Chiarimenti del debitore

Concordato preventivo - Accertamento dei crediti - Rilevanza esclusivamente ai fini del voto e del computo delle maggioranze - Contestazione del debitore - Decadenza - Esclusione - Revocabilità e immodificabilità dei provvedimenti fino alla chiusura delle operazioni di voto.

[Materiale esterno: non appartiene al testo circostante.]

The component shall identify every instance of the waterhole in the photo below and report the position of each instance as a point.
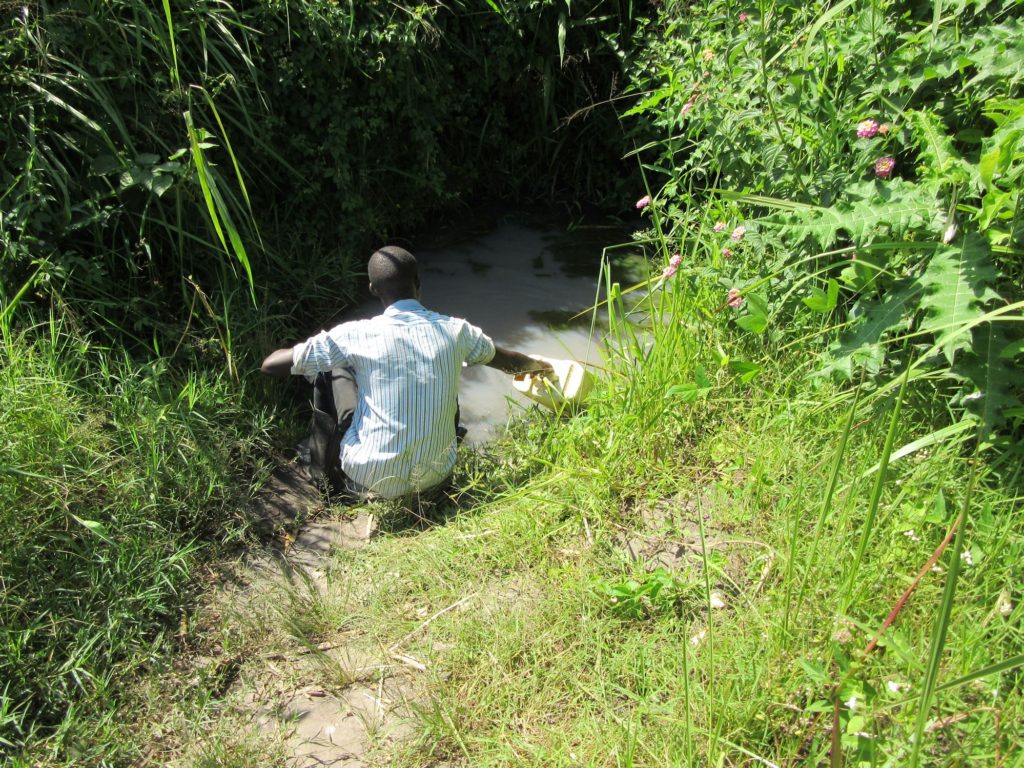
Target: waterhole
(530, 287)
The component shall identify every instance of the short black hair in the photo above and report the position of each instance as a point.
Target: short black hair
(392, 271)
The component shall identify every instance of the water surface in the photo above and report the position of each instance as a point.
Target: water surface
(522, 284)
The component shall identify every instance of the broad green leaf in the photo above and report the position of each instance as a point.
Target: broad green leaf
(993, 376)
(956, 284)
(748, 371)
(895, 209)
(941, 160)
(819, 301)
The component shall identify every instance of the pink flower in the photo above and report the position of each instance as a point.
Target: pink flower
(867, 128)
(884, 167)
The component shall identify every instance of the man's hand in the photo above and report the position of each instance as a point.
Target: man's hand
(278, 364)
(512, 361)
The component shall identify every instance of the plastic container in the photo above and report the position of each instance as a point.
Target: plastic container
(568, 384)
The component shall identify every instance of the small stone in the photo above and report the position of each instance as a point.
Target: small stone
(1005, 605)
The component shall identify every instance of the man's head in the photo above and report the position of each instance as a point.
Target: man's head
(393, 274)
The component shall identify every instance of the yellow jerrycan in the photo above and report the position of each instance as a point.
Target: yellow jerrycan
(568, 384)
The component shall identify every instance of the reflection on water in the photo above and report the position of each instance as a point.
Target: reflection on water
(522, 285)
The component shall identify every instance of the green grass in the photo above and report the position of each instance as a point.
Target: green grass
(117, 477)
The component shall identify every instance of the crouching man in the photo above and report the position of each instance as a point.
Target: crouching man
(401, 372)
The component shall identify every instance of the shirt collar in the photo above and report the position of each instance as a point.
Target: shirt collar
(403, 305)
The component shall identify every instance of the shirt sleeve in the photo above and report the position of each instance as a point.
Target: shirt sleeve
(322, 352)
(479, 348)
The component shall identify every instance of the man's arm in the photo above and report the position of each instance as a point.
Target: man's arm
(512, 361)
(279, 364)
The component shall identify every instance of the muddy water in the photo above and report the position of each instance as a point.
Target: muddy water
(522, 284)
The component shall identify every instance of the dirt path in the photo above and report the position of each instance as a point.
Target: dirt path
(329, 704)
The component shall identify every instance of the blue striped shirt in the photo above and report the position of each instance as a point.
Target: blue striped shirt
(407, 365)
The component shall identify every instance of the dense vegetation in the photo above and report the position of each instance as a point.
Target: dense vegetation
(822, 365)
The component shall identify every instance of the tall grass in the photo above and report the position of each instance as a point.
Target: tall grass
(116, 476)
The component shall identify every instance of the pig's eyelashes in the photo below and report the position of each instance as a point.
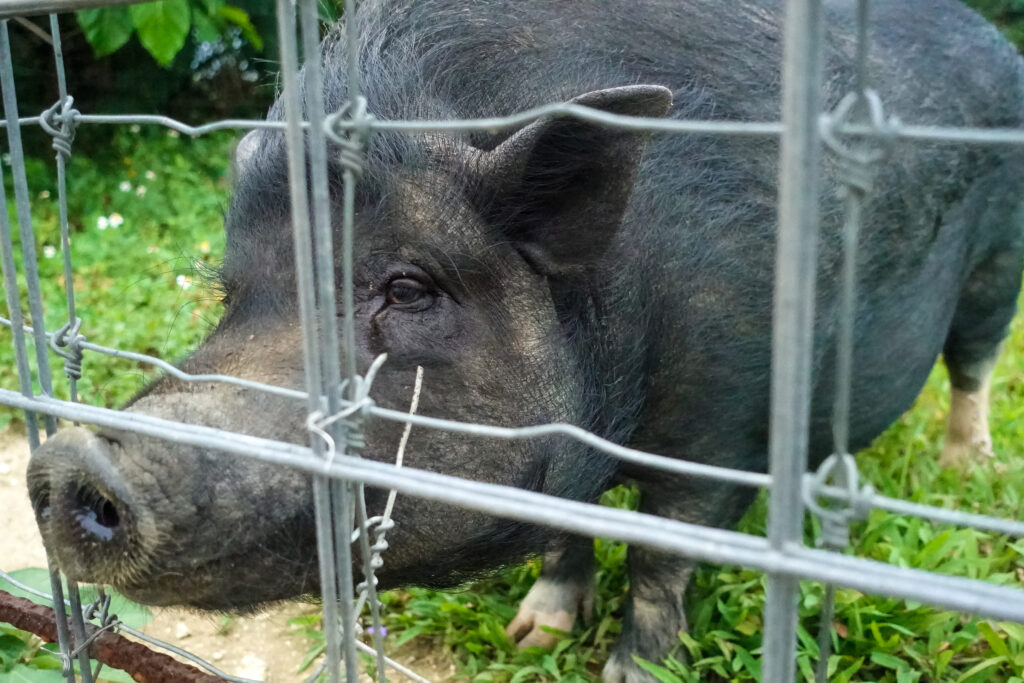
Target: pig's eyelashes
(409, 294)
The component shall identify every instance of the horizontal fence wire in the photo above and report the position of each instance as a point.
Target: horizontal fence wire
(201, 663)
(644, 459)
(12, 8)
(707, 544)
(895, 131)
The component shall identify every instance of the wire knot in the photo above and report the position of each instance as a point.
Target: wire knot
(350, 127)
(352, 416)
(60, 121)
(68, 337)
(854, 503)
(856, 163)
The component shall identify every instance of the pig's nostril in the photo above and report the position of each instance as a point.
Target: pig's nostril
(41, 503)
(95, 514)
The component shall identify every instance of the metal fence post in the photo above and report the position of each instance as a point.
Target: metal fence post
(793, 323)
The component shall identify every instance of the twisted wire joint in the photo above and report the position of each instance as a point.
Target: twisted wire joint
(69, 337)
(60, 121)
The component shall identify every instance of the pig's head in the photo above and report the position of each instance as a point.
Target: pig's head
(473, 260)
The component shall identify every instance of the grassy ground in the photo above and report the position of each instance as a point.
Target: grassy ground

I creditori che non risultino inseriti nell'elenco predisposto dal debitore che chiede l'ammissione al concordato preventivo o in quello rettificato dal commissario giudiziale possono chiedere al giudice delegato il riconoscimento dei rispettivi crediti esclusivamente ai fini dell'ammissione al voto e del calcolo delle maggioranze. In sede di adunanza il debitore ha facoltà di rispondere e contestare i crediti e ha il dovere di fornire al giudice gli opportuni chiarimenti, facoltà, questa, per la quale non è prevista decadenza alcuna, posto che l'ammissione o l'esclusione di eventuali crediti viene decisa sulla base di una verifica di carattere sommario ed i relativi provvedimenti, che hanno forma di decreto, possono essere revocati o modificati dallo stesso giudice delegato fino alla chiusura delle operazioni di voto. (Franco Benassi) (riproduzione riservata) Tribunale Novara, 20 Marzo 2013.